How falling in love differs from online dating. 

Falling in love

Love doesn’t arrive like a bus. Love arrives as a slow reveal, an awakening, a dawn. It doesn’t take an assigned seat or speak in plain sentences.  Love needs propinquity to confidently find its way. Love needs to bump against the beloved and smell them. Love needs to watch the beloved from the corner of its eye. Love is exited eventually when it has warmed to the subject and faced the facts. Disliking the spotlight, love stirs in shadows telling you with urgent whispers that you have become vulnerable to that person with the extraordinary smile.
You will no longer be able to not notice them. As of now, you will worry over whether they notice you. Their face and words, lovely to you now, host uncertainties that trouble your sleep. Typically, at this point, love must pretend it doesn’t exist, at least for a time. This is as graceful as hiding a cow under a sheet. It makes normal life a self-conscious burden. Flirting with your love is as disorienting as a sudden accident where time distorts and details flicker and swoop.

Mostly, love will die on this vine, either tethered to silence or offered and declined.

But when love and love stand naked face to face, desire is the bridge. From both sides to the middle, they run. And something new is born.

Online dating

An ordinary e-commerce database replaces item color with ethnicity and product description with the story of your heart’s longing to find a home. Each human transforms, upon entry, into a product.

Each product describes itself and the product it hopes to find in turn. In their profiles, each product makes their case to be understood and recognized for their divine spark. Each provides photo evidence. Each provides lists of activities and music and food in hopes of being found and adopted by a stranger they will find it effortless to love.

The product automatically generates a query and when enough data points correlate, results cascade or trickle before the querent in rows of common faces, names, ages, and isolated facts. Carol, 47 Speaks English. Laura, 44 has cats. The querying product wanders through the matrix-like results looking for something that stands out from the vending machine assortment as somehow, more than a product. And it happens, a certain beauty or quirk distinguishes a profile and we browse deeper. We carefully seek evidence both pro and con about the candidate. Are they fresh and funny, does a selfie reveal the honest fat hiding behind the word voluptuous? Is there some terrible band waiting to appear in her favorite music? What do we do with that knowledge? Perhaps we LIKE them, which might be a request for contact or merely a vague seal of approval in passing. All that is left is to either reach out to them or turn and leave.

If we message them and if they reply, and if we survive the labyrinth of failed texting outcomes, each ending like a dead branch, we may achieve a date.

And if we date, two individuals composed of meat and hope find each other on the earth. At this point, we receive a lesson about how little our data points actually count toward the goal we’ve pursued. Our data points felt like investment capital online but here in this restaurant or coffee shop, they are dwarfed to trivia by the God of  Chemistry.

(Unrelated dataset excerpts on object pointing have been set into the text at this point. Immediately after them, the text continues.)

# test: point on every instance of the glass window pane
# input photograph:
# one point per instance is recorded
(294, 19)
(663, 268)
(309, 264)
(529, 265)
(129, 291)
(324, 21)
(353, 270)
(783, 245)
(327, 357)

Whenever two of us meet, the god of chemistry reveals the truth of our experiment in a court of no appeal. Over that hour or two we take in the truth, adjust expectations, swallow disappointment, and treat each other as we would want to be treated. We sit there at least briefly cast in the role of everything the other person was praying for and to them we look wrong and miscast in that role and the whole thing seems a bit crazy, now, how real this felt while texting.